To prove this multiply top and bottom by $E_4(\tau)^6 E_6(\tau)^6$ (why we avoid $i$ and $e^{2\pi i /3}$), we have
$$\Phi(\tau) = \Psi(\tau)^6 \cdot \frac{2^6 E_6(\tau)^6}{3^6 \Delta(\tau) E_4(\tau)^6}.$$
Now $E_6^6/(\Delta E_4^6)$ is a modular function and so is an element of $\mathbb{Q}(j)$. In fact it is simply
$$\frac{E_6(\tau)^6}{\Delta(\tau) E_4(\tau)^6} = \frac{(j(\tau)-1728)^3}{j(\tau)^2}.$$
In any event this, together with Masser's theorem, implies that $\Phi(\tau) \in \mathbb{Q}(j(\tau))$, which proves the claim.

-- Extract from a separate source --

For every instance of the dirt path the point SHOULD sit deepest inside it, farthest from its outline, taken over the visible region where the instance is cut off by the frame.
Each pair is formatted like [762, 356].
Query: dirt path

On a final note, Masser shows more explicitly (see equation (106) in his App. I) that when $\tau$ is a quadratic irrationality not equivalent to $i$,
$$\Psi(\tau) = 9\gamma_{\tau}\cdot j(\tau) + \frac{3}{2} \cdot \frac{7j(\tau)-6912}{j(\tau) - 1728},$$
where $\gamma_\tau \in \mathbb{Q}$ is an expression in terms of the coefficients of modular polynomials. Since $j(\tau)$ is an algebraic integer, determining more information about $\gamma_{\tau}$ may lead to showing that $D^3 \Phi(\tau)$ is an algebraic integer in general ($D$ the fundamental discriminant for $\tau$).
In the case of class number 1, Masser includes a table of the values of $\Psi(\tau_N)$, so showing that $(A_N)^6$ is an integer in these cases can likely be deduced from his table (I did not have time to verify it).